README.md 9.46 KB

On-line demo

https://constituency.nlp.ipipan.waw.pl

Publication

Katarzyna Krasnowska-Kieraś and Marcin Woliński. Parsing headed constituencies. In Nicoletta Calzolari, Min-Yen Kan, Veronique Hoste, Alessandro Lenci, Sakriani Sakti, and Nianwen Xue, editors, Proceedings of the 2024 Joint International Conference on Computational Linguistics, Language Resources and Evaluation (LREC-COLING 2024), pages 12633–12643, Torino, Italy, 2024. ELRA and ICCL.
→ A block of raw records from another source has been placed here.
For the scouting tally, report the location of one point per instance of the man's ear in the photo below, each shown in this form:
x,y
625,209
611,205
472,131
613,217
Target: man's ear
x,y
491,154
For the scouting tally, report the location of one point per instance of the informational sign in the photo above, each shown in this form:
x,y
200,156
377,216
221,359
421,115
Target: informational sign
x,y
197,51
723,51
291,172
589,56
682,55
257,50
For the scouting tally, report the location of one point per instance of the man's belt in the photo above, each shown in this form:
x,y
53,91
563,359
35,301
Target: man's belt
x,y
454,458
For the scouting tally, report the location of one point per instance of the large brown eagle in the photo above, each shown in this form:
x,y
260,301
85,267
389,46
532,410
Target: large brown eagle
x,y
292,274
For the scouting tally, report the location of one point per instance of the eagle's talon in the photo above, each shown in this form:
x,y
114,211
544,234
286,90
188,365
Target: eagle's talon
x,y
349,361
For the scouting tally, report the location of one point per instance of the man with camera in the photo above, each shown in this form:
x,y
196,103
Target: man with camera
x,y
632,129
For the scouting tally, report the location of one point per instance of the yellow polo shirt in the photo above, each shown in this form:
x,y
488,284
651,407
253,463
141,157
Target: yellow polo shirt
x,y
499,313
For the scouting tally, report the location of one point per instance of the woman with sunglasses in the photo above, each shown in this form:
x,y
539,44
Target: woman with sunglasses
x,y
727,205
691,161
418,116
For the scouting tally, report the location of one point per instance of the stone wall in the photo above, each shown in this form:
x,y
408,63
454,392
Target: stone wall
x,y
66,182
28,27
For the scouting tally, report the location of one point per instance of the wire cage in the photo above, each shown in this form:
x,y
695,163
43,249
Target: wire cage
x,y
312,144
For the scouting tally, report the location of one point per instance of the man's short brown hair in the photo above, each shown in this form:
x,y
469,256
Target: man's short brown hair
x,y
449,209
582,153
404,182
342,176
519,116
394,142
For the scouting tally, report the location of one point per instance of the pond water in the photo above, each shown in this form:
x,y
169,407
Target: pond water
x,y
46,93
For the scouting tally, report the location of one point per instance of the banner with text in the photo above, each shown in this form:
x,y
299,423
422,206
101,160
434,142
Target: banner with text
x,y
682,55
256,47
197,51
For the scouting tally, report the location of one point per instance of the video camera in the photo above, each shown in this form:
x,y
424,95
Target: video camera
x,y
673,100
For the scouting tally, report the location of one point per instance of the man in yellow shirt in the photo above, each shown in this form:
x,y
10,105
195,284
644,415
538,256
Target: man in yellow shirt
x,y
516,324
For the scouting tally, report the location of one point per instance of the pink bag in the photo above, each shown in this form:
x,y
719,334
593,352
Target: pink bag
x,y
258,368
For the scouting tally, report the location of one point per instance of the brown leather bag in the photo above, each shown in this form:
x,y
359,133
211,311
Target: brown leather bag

Datasets used in the paper

Installation

pip install http://mozart.ipipan.waw.pl/~kkrasnowska/Hydra/hydra-0.6-py3-none-any.whl

Dockerfile (recommended):

FROM tensorflow/tensorflow:2.10.0-gpu

RUN /usr/bin/python3 -m pip install --upgrade pip

RUN pip install http://mozart.ipipan.waw.pl/~kkrasnowska/Hydra/hydra-0.6-py3-none-any.whl

Usage

Set a limit for GPU memory usage (recommended):

>>> import tensorflow as tf

>>> GPU_MEM = 4*1024

>>> gpus = tf.config.list_physical_devices('GPU')
>>> if gpus:
...     try:
...         tf.config.set_logical_device_configuration(
...             gpus[0],
...             [tf.config.LogicalDeviceConfiguration(memory_limit=GPU_MEM)]
...         )
...         logical_gpus = tf.config.list_logical_devices('GPU')
...         print(len(gpus), "Physical GPUs,", len(logical_gpus), "Logical GPUs")
...     except RuntimeError as e:
...         print(e)

Import Hydra and load a model:

>>> from hydra import Hydra

>>> hydra_parser = Hydra.load('path/to/the/model/')

Parse some sentences:

>>> trees = hydra_parser.parse([
...    'Kot norweski jest bardzo inteligentny.',
...    'Przywiązuje się do właściciela i jego domu.'])
>>> trees[0].pretty_print()
[0] *ROOT[]
    [0] *S[]
        [0] NP[]
            [0] *NP[]
                [0] *N[]
                    [0] *('Kot', 'kot', 'subst:sg:nom:m2')[]
            [0] AdjP[]
                [0] *Adj[]
                    [0] *('norweski', 'norweski', 'adj:sg:nom:m2:pos')[]
        [0] *VP[]
            [0] *V[]
                [0] *('jest', 'być', 'fin:sg:ter:imperf')[]
        [0] AdjP[]
            [0] AdvP[]
                [0] *Adv[]
                    [0] *('bardzo', 'bardzo', 'adv:pos')[]
            [0] *AdjP[]
                [0] *Adj[]
                    [0] *('inteligentny', 'inteligentny', 'adj:sg:nom:m1:pos')[]
    [0] Punct[]
        [0] *('.', '.', 'interp')[]

For result in JSON format, use return_jsons=True:

>>> hydra_parser.parse('Przywiązuje się do właściciela i jego domu.', return_jsons=True)[0]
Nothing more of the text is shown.